Al final, por supuesto, lo volvimos a construir precisamente en el mismo lugar donde estaba. Pedro tal vez había sabido algo acerca de su río.

En primer lugar, con ayuda de doce hombres fuertes tirando y empujando todos en diferentes direcciones, sacamos los grandes troncos de eucaliptos del bosquecillo donde los habíamos apilado Domingo y yo hacía ya tantas lunas. Entonces reconstruimos el primer estribo. Acarreamos unas enormes rocas y las depositamos al borde del río, rivalizando todos por levantar la más pesada, sin preocuparnos del más que probable riesgo de causarnos una hernia. Entonces cortamos ramas de adelfa, de retama y de eucalipto y extendimos una gruesa capa de broza por encima de las piedras. A continuación colocamos otra pesada capa de piedras, luego más broza y así sucesivamente, hasta que tuvimos un nuevo estribo sobresaliendo del río unos dos metros por encima del nivel del agua.

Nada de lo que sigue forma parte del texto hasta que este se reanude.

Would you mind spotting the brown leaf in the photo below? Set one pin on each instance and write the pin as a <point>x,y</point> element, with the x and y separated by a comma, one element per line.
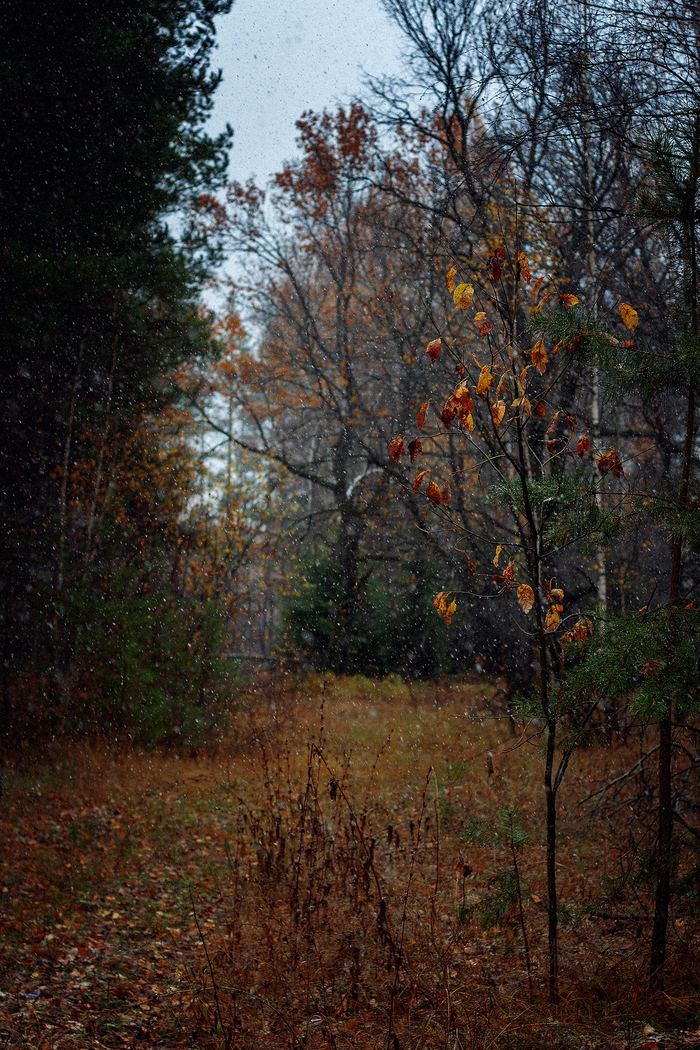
<point>415,449</point>
<point>526,596</point>
<point>630,316</point>
<point>433,494</point>
<point>397,449</point>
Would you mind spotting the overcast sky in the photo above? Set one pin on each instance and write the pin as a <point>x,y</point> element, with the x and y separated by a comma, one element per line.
<point>280,58</point>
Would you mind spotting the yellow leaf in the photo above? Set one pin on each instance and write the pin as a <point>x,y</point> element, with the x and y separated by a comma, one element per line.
<point>463,295</point>
<point>630,316</point>
<point>483,323</point>
<point>397,449</point>
<point>433,350</point>
<point>523,267</point>
<point>539,357</point>
<point>485,381</point>
<point>526,596</point>
<point>433,494</point>
<point>541,303</point>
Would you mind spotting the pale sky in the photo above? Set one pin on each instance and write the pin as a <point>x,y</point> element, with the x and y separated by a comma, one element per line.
<point>280,58</point>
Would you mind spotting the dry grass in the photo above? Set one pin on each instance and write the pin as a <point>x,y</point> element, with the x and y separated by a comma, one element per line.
<point>338,900</point>
<point>360,914</point>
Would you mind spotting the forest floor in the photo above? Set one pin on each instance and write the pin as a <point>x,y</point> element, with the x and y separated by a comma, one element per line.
<point>309,883</point>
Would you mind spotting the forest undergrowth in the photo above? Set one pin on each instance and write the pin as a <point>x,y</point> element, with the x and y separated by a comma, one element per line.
<point>357,864</point>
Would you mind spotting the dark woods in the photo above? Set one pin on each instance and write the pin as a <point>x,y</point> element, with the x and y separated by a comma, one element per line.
<point>521,500</point>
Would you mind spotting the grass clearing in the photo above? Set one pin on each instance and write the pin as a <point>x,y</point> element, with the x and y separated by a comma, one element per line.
<point>349,888</point>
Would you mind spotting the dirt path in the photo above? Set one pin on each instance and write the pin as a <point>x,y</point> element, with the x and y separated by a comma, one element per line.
<point>98,874</point>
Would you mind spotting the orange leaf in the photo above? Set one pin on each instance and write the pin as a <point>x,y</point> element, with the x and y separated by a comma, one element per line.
<point>526,596</point>
<point>539,357</point>
<point>482,323</point>
<point>630,316</point>
<point>523,268</point>
<point>433,494</point>
<point>535,289</point>
<point>397,449</point>
<point>541,303</point>
<point>485,381</point>
<point>463,397</point>
<point>415,449</point>
<point>463,295</point>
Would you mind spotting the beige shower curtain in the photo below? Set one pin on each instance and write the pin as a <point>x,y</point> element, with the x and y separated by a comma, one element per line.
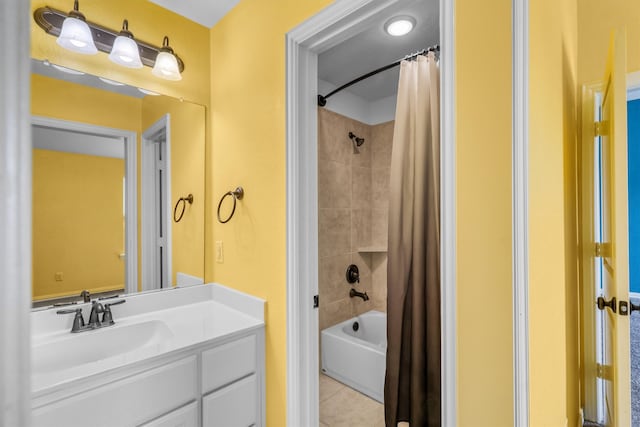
<point>412,383</point>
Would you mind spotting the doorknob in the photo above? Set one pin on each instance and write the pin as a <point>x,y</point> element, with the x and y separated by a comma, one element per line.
<point>602,303</point>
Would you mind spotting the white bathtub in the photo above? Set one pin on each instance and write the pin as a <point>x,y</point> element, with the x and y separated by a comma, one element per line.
<point>357,358</point>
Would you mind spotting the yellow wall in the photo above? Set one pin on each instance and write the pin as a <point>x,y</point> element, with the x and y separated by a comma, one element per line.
<point>248,111</point>
<point>483,205</point>
<point>147,22</point>
<point>248,114</point>
<point>78,225</point>
<point>553,275</point>
<point>187,126</point>
<point>596,19</point>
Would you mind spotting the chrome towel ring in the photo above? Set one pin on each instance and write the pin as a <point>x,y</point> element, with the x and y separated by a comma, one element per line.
<point>184,201</point>
<point>237,194</point>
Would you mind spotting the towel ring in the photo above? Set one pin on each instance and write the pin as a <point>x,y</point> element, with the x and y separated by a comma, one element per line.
<point>237,194</point>
<point>184,201</point>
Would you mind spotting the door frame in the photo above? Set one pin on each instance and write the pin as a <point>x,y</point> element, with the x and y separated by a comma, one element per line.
<point>328,28</point>
<point>130,139</point>
<point>15,214</point>
<point>520,210</point>
<point>586,222</point>
<point>148,201</point>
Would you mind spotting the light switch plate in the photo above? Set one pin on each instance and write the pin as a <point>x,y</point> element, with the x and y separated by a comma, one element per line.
<point>219,252</point>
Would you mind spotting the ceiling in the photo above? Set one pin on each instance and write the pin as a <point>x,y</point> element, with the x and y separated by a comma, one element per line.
<point>204,12</point>
<point>374,48</point>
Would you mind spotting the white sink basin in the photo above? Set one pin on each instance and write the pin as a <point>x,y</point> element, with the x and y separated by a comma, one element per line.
<point>91,346</point>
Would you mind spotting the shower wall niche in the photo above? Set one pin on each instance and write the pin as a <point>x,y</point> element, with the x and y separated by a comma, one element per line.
<point>353,199</point>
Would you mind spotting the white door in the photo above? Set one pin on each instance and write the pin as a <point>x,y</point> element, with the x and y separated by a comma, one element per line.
<point>612,250</point>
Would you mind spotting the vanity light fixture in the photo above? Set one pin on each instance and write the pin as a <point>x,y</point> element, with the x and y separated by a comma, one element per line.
<point>166,66</point>
<point>67,70</point>
<point>111,82</point>
<point>75,34</point>
<point>400,25</point>
<point>148,92</point>
<point>125,50</point>
<point>121,47</point>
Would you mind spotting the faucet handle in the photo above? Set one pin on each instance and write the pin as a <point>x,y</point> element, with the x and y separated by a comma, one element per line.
<point>107,317</point>
<point>86,296</point>
<point>96,309</point>
<point>78,320</point>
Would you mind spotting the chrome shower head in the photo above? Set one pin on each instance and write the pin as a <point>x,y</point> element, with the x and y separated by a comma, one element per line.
<point>357,142</point>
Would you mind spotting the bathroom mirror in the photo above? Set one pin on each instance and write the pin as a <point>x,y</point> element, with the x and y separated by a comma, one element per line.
<point>118,187</point>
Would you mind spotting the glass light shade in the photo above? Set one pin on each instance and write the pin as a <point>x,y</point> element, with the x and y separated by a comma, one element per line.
<point>125,52</point>
<point>400,25</point>
<point>166,67</point>
<point>76,36</point>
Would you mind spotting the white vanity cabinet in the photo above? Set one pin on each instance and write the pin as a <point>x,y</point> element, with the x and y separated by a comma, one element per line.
<point>215,383</point>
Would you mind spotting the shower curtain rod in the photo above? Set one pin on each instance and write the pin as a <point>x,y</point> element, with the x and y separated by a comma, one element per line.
<point>322,100</point>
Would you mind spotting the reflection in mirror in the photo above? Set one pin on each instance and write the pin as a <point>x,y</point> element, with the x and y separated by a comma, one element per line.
<point>110,163</point>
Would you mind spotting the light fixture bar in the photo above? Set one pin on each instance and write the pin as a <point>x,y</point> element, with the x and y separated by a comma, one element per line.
<point>50,20</point>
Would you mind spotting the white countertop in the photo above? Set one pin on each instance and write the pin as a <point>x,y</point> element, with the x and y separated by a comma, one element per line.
<point>194,316</point>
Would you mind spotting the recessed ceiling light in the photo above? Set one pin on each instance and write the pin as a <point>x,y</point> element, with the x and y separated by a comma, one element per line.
<point>400,25</point>
<point>111,82</point>
<point>67,70</point>
<point>148,92</point>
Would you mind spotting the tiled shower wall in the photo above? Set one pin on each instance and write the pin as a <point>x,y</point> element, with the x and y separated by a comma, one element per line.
<point>353,202</point>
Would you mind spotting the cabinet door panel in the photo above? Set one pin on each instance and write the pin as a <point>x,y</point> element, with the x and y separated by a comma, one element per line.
<point>227,363</point>
<point>232,406</point>
<point>187,416</point>
<point>126,402</point>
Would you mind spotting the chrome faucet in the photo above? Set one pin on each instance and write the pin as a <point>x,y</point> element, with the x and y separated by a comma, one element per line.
<point>86,296</point>
<point>96,310</point>
<point>94,317</point>
<point>363,295</point>
<point>78,320</point>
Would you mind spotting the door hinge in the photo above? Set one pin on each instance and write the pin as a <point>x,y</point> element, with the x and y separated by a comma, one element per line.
<point>604,371</point>
<point>602,250</point>
<point>601,128</point>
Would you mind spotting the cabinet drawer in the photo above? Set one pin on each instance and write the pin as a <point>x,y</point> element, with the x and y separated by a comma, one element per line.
<point>232,406</point>
<point>126,402</point>
<point>226,363</point>
<point>187,416</point>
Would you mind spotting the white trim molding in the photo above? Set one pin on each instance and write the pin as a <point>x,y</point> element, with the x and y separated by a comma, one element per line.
<point>336,23</point>
<point>130,139</point>
<point>15,214</point>
<point>150,274</point>
<point>448,293</point>
<point>520,194</point>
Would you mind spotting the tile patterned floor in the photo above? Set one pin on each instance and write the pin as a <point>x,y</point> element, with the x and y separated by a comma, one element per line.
<point>341,406</point>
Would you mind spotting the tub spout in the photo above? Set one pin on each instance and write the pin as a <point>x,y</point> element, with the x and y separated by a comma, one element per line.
<point>363,295</point>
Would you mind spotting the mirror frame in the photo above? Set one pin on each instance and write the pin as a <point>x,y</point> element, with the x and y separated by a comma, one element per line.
<point>131,179</point>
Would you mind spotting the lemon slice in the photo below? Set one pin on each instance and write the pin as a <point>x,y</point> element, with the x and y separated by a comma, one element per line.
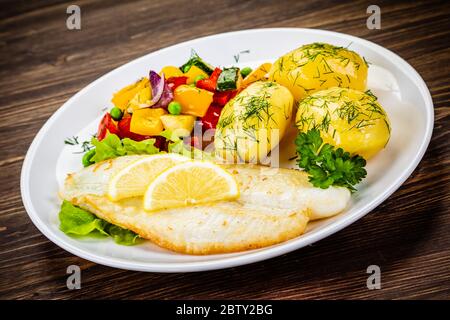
<point>190,183</point>
<point>132,181</point>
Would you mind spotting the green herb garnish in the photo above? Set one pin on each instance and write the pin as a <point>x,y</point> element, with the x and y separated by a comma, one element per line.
<point>75,221</point>
<point>326,165</point>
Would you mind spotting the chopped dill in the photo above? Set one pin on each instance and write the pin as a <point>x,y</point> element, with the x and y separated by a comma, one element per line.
<point>71,141</point>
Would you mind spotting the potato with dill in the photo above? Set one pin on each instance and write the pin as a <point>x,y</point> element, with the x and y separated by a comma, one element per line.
<point>346,118</point>
<point>253,122</point>
<point>319,66</point>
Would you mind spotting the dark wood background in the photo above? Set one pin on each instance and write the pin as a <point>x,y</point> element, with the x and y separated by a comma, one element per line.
<point>42,64</point>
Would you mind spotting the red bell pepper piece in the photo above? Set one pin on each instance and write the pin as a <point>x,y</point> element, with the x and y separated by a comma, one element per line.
<point>210,83</point>
<point>174,82</point>
<point>106,125</point>
<point>222,97</point>
<point>124,131</point>
<point>210,119</point>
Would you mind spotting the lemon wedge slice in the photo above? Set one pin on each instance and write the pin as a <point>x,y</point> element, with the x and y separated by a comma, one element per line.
<point>132,181</point>
<point>190,183</point>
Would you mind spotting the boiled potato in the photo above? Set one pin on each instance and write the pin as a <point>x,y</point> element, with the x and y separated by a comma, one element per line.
<point>319,66</point>
<point>253,122</point>
<point>347,118</point>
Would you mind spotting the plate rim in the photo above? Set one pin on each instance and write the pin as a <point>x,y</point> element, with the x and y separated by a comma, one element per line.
<point>251,256</point>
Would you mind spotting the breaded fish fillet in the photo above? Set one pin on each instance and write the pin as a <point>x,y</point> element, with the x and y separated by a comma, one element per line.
<point>275,205</point>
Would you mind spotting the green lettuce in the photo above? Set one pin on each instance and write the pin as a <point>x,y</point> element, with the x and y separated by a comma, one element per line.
<point>112,147</point>
<point>177,145</point>
<point>75,221</point>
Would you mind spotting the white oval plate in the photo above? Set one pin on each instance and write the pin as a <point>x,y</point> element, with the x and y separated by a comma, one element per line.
<point>399,87</point>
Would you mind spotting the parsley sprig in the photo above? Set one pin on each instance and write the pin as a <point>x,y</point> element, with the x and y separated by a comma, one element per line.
<point>326,165</point>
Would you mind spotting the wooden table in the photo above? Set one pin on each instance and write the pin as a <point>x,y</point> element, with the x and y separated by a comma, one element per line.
<point>42,64</point>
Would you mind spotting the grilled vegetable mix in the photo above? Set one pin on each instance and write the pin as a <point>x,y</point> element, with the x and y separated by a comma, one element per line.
<point>172,99</point>
<point>339,124</point>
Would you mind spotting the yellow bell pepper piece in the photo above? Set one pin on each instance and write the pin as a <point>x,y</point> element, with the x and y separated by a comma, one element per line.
<point>194,101</point>
<point>180,125</point>
<point>193,73</point>
<point>171,71</point>
<point>141,99</point>
<point>147,121</point>
<point>122,97</point>
<point>257,74</point>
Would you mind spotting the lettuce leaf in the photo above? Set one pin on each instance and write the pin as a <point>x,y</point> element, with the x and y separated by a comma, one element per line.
<point>177,145</point>
<point>75,221</point>
<point>112,147</point>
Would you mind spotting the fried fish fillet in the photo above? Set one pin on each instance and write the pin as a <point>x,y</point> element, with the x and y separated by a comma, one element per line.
<point>275,205</point>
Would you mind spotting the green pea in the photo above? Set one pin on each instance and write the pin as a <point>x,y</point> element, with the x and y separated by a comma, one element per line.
<point>174,107</point>
<point>199,77</point>
<point>87,158</point>
<point>116,113</point>
<point>246,71</point>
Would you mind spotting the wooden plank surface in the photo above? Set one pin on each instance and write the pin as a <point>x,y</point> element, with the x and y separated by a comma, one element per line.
<point>42,64</point>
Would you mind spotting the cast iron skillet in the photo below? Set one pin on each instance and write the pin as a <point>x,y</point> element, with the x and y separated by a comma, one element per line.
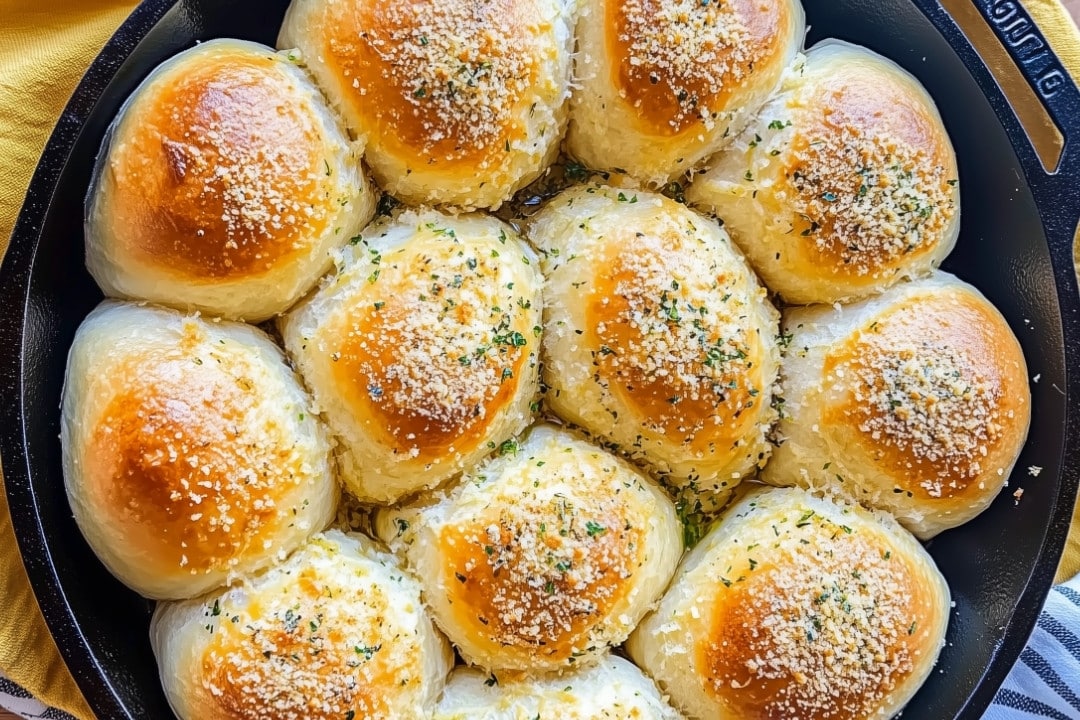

Nos costó mucho trabajo colocar las vigas en su sitio. Logramos con esfuerzo levantar la primera de forma que abarcara unos dos tercios de la anchura del río. Todos nos sentamos en ella mientras Domingo, que indefectiblemente había asumido el mando de la operación, avanzaba bamboleándose a lo largo de la misma con una cuerda. Entonces saltó hacia la otra orilla y cayó al río.

– ¡La hostia! ¡Está helada!

Ésta era la señal para que los más impetuosos probasen suerte. Todos se caían al agua, pero siguieron intentándolo hasta que se decidió que no quedaban hombres suficientes para sentarse en la viga y hacer contrapeso. Entonces la levantamos con esfuerzo hasta su posición final. Era demasiado corta, pues le faltaba una buena distancia para llegar a la otra orilla.

Pero no importaba. Todos nos deslizamos a lo largo de ella y nos pusimos a construir en la orilla opuesta un gran estribo que sobresalía por encima del río. Finalmente, tras unas cuatro horas de trabajo, teníamos dos sólidas vigas extendidas de lado a lado del río, firmemente sujetas a cada uno de los estribos de roca. Todos nos sentamos en la orilla a admirar la gracia y elegancia de nuestra obra. Parecía bien hecha y no nos había costado nada, pero todavía resultaba casi imposible cruzar el río de modo seguro. Pasé el día siguiente recogiendo trozos de madera y clavándolos a las vigas para crear una pasarela más o menos plana. Domingo mostró su desaprobación por los clavos debido al hecho de que cuestan dinero.